先日、自分がやるスペースに友人がお二人で来てくれた。お連れの方は日本芸能の舞台に立っている方。話術も達者で、楽しく着物の薀蓄などを聞かせていただいた。はて、と立ち止まる。芸能をされている方とは現実に目の前で接しているのに、その芸能に対しては現実がないのだ。まったくもって無知なのであり、想像力をもたない。常磐津、義太夫、清元、新内、長唄、小唄、都々逸・・・それらしいものの名前は何とか挙がるが。ジャズ、ブルース、デキシー、ゴスペル、ロックンロール・・・なんかのほうが馴染みがある。

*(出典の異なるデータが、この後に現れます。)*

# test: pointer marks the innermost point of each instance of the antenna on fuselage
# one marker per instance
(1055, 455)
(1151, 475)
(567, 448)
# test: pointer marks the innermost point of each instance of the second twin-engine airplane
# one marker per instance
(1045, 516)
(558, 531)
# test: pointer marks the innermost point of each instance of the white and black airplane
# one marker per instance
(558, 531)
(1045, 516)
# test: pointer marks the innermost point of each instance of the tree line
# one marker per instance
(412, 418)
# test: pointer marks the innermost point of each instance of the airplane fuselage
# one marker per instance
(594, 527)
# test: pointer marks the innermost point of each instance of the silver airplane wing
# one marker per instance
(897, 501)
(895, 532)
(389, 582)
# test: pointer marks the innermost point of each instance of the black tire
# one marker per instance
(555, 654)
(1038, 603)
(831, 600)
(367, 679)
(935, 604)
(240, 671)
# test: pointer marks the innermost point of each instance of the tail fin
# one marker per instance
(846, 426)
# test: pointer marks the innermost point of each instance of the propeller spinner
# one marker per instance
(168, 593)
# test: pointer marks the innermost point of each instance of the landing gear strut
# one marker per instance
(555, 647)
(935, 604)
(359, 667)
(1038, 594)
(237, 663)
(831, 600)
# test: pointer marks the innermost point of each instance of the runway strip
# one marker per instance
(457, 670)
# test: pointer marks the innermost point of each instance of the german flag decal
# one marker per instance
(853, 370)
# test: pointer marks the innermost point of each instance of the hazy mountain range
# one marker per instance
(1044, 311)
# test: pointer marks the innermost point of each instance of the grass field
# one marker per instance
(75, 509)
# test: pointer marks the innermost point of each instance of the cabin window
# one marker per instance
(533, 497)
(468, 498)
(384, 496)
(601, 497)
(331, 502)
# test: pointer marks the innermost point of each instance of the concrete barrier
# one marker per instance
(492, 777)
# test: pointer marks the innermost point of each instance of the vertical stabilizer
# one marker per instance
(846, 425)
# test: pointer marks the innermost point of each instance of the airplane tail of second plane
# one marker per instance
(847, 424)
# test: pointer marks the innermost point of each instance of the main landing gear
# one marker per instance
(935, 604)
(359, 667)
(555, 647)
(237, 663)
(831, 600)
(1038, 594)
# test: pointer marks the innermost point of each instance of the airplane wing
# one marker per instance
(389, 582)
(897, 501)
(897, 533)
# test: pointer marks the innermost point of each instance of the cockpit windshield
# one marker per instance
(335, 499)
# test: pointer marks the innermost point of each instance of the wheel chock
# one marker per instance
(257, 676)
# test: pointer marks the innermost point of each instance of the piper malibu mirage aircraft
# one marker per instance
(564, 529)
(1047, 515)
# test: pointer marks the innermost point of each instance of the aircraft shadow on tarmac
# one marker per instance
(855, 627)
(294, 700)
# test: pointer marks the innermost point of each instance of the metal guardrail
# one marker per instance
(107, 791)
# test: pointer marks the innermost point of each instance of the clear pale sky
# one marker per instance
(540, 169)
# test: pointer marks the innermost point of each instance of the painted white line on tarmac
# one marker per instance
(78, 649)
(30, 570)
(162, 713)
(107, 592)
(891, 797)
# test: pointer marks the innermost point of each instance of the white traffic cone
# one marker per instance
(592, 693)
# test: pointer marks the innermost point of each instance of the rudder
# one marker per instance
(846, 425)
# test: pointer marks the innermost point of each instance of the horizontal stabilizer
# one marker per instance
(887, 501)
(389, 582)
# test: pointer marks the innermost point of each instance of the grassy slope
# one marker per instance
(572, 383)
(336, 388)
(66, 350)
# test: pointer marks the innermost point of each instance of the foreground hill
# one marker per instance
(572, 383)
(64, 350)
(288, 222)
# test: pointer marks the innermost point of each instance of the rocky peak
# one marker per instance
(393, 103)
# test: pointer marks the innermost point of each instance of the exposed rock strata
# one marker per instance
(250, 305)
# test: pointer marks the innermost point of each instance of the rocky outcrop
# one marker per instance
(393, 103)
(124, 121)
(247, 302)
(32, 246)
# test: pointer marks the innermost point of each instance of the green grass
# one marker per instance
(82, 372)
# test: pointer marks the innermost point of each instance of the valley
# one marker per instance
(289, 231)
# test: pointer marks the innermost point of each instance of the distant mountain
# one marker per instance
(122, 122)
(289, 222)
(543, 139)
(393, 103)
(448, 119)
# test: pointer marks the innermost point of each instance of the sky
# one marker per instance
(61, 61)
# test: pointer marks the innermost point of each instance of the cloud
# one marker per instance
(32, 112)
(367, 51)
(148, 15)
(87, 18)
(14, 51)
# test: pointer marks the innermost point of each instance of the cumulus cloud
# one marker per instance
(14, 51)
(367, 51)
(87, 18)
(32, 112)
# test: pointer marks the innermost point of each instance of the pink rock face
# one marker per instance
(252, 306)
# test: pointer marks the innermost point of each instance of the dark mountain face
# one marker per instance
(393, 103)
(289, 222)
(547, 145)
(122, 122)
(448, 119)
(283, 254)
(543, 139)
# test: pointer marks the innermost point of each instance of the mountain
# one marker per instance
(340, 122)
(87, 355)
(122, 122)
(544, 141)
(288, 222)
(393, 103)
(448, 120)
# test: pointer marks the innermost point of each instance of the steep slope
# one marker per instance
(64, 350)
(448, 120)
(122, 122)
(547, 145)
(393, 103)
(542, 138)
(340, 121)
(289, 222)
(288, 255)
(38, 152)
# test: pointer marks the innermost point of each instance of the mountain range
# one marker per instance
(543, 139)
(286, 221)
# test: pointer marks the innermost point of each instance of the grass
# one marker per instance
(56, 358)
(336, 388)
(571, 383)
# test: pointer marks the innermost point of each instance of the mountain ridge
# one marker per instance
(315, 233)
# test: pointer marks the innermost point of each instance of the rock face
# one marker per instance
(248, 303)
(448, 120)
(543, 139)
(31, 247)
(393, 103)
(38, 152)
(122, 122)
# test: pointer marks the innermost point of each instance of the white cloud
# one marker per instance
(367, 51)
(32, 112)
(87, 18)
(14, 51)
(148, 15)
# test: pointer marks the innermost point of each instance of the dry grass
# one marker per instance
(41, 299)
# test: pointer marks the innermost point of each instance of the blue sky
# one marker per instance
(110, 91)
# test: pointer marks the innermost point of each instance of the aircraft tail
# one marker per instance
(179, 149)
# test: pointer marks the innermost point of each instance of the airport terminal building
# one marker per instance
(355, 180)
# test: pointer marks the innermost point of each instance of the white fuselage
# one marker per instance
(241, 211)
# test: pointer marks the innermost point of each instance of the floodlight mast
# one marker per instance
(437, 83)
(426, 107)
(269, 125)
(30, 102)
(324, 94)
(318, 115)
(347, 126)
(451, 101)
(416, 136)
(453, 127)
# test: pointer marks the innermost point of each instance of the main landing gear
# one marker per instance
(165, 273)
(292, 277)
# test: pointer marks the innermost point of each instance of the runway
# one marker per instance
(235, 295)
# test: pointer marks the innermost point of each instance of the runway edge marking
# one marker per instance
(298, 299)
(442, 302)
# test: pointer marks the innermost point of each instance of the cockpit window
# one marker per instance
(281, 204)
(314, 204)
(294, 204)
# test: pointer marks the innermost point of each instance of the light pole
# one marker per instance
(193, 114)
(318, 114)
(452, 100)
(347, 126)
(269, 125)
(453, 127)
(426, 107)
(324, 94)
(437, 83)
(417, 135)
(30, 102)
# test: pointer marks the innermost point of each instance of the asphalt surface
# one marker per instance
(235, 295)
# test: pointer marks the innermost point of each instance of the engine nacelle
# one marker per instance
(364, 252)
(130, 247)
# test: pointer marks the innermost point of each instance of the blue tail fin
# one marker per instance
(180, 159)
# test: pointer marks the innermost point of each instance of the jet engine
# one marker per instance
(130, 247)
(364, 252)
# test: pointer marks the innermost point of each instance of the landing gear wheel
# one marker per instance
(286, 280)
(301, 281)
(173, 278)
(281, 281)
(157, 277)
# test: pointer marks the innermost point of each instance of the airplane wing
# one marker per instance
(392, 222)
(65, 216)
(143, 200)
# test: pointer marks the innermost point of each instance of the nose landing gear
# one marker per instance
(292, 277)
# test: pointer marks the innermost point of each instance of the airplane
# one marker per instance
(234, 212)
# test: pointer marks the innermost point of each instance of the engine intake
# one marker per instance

日本のものより、外国のものの方が馴染みがあるというのは、考えてみればおかしなことだ。文字も同じことが言える。だいたい戦前の文語体さえ読めない。明治の文豪のものから、江戸、中世ものになると、古語辞典がなければ読めない(あっても読めないが…)。「古典というのは古語の勉強をしなければ読めないもの」と、あまり抵抗なく認識してきたが、考えてみればおかしなことだった。外国籍のCさんが不思議がる。「辞書がなくてもシェークスピアは読めるのに、日本古典は古語辞典がないと読めないですね」。


侵略された経験もないのに、同じ国のなかで言語が通じなくなる、という現象は特殊なことだったのだ。こじつけるわけではないが、そんなことを思っていたところ『文化=政治』(月曜社)というタイトルが気になり、購入してみた。